Skip to content

Home

Waterfall-logging is a Python package to log (distinct) column counts in a DataFrame, export it as a Markdown table and plot a Waterfall statistics figure.

It provides an implementation in Pandas PandasWaterfall and PySpark SparkWaterfall.

Project overview

The documentation consists of four separate parts

  1. Tutorials are learning-oriented
  2. How-To Guides are task-oriented
  3. Reference is the technical documentation
  4. Explanation is understanding-oriented

Quickly find what you're looking for depending on your use case by looking at the different pages.

How to install

Install Waterfall-logging from PyPi

pip install waterfall-logging

Usage

import pandas as pd
from waterfall_logging.log import PandasWaterfall

bicycle_rides = pd.DataFrame(data=[
    ['Shimano', 'race', 28, '2023-02-13', 1],
    ['Gazelle', 'comfort', 31, '2023-02-15', 1],
    ['Shimano', 'race', 31, '2023-02-16', 2],
    ['Batavia', 'comfort', 30, '2023-02-17', 3],
], columns=['brand', 'ride_type', 'wheel_size', 'date', 'bike_id'])
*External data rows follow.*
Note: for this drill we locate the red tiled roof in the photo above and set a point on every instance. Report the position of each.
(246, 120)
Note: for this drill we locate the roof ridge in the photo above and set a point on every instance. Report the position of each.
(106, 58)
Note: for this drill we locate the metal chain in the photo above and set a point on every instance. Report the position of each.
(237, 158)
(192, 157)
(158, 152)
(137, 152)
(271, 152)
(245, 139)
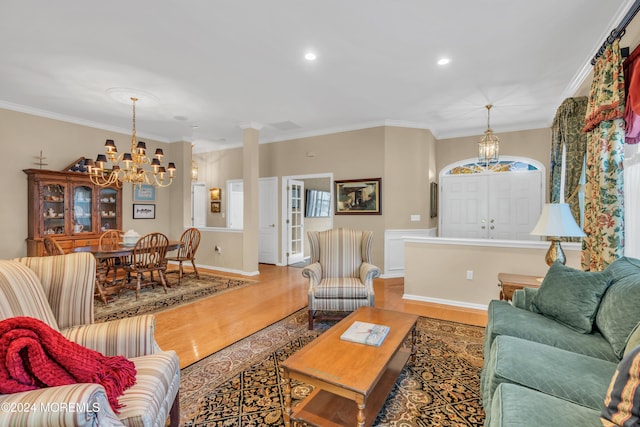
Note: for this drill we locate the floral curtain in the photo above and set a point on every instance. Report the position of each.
(604, 202)
(567, 130)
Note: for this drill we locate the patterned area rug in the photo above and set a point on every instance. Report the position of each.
(242, 384)
(154, 299)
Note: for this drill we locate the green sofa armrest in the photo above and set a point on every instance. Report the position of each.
(514, 405)
(522, 297)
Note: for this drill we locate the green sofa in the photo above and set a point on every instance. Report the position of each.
(549, 357)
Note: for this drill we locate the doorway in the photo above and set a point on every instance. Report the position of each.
(296, 224)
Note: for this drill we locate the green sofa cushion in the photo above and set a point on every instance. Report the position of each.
(618, 314)
(505, 319)
(516, 406)
(571, 296)
(570, 376)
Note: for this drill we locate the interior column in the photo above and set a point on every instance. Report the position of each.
(250, 176)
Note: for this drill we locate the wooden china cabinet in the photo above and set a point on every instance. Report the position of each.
(70, 208)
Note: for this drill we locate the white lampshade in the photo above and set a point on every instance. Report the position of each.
(556, 220)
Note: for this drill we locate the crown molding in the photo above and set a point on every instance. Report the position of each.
(70, 119)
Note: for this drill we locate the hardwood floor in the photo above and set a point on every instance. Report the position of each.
(201, 328)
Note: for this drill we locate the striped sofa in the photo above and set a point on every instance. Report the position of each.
(59, 290)
(340, 272)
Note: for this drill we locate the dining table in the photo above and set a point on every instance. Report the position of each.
(106, 252)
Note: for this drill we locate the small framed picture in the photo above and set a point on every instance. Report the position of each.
(358, 196)
(214, 193)
(144, 211)
(144, 193)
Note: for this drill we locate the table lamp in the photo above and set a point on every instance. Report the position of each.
(555, 222)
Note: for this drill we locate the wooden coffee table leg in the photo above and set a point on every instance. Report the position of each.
(414, 345)
(361, 417)
(287, 397)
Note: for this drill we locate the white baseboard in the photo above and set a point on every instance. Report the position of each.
(226, 270)
(452, 303)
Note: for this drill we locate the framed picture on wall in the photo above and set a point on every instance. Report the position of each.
(144, 211)
(144, 193)
(214, 193)
(358, 196)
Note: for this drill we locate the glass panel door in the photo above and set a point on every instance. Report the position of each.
(53, 209)
(108, 213)
(82, 209)
(295, 221)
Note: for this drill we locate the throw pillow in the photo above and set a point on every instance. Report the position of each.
(571, 296)
(622, 402)
(618, 313)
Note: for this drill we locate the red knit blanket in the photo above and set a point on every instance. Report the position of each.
(33, 356)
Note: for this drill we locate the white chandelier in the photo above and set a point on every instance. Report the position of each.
(130, 167)
(489, 145)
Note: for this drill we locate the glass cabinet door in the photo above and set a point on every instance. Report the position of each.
(53, 209)
(108, 209)
(82, 209)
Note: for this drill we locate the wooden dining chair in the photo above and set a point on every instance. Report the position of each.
(112, 239)
(51, 247)
(190, 240)
(149, 256)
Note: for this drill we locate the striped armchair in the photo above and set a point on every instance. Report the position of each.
(340, 273)
(59, 291)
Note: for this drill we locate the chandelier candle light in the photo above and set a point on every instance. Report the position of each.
(489, 145)
(133, 164)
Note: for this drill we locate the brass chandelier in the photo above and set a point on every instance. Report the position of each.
(489, 145)
(130, 167)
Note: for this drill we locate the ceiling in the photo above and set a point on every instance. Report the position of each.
(204, 69)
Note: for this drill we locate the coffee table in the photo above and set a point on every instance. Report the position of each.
(351, 380)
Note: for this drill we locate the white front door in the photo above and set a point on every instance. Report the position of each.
(267, 228)
(515, 201)
(500, 205)
(463, 206)
(295, 221)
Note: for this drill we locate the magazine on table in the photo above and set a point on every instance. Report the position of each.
(365, 333)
bicycle_rides_log = PandasWaterfall(table_name='rides', columns=['brand', 'ride_type', 'wheel_size'],
    distinct_columns=['bike_id'])
bicycle_rides_log.log(table=bicycle_rides, reason='Logging initial column values', configuration_flag='')
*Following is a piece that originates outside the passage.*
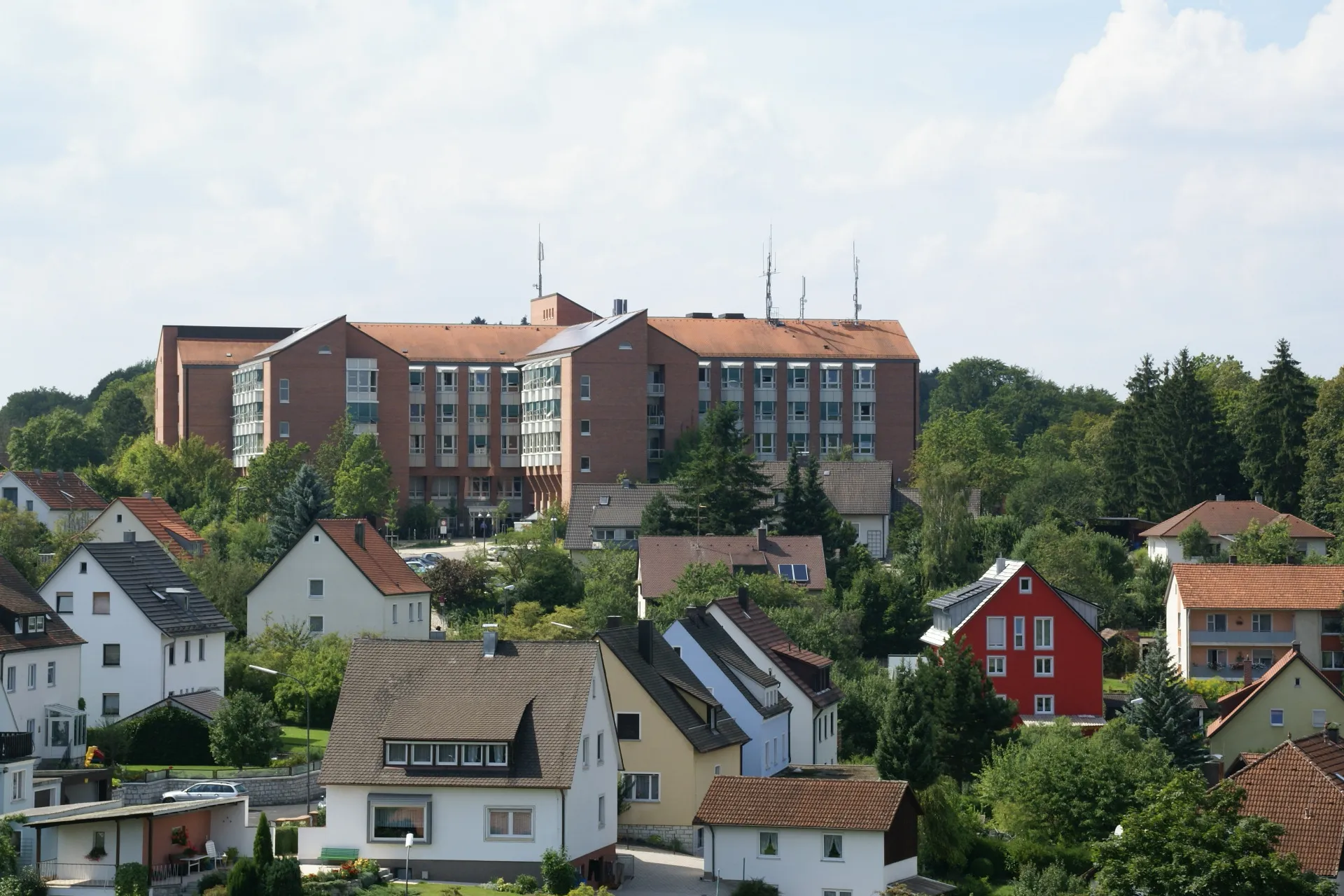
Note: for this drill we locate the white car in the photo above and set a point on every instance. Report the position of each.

bicycle_rides = bicycle_rides.loc[lambda row: row['wheel_size'] > 30]
bicycle_rides_log.log(table=bicycle_rides, reason='Remove small wheels',
    configuration_flag='small_wheel=False')
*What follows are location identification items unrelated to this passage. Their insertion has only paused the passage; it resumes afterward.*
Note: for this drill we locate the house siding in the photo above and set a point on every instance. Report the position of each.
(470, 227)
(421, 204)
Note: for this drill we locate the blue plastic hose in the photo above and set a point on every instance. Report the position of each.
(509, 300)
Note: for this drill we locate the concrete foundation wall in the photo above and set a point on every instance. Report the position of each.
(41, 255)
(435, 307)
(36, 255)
print(bicycle_rides_log.to_markdown())

| Table   |   brand |   Δ brand |   ride_type |   Δ ride_type |   wheel_size |   Δ wheel_size |   bike_id |   Δ bike_id |   Rows |   Δ Rows | Reason                        | Configurations flag   |
|:--------|--------:|----------:|------------:|--------------:|-------------:|---------------:|----------:|------------:|-------:|---------:|:------------------------------|:----------------------|
| rides   |       4 |         0 |           4 |             0 |            4 |              0 |         3 |           0 |      4 |        0 | Logging initial column values |                       |
| rides   |       2 |        -2 |           2 |            -2 |            2 |             -2 |         2 |          -1 |      2 |       -2 | Remove small wheels           | small_wheel=False     |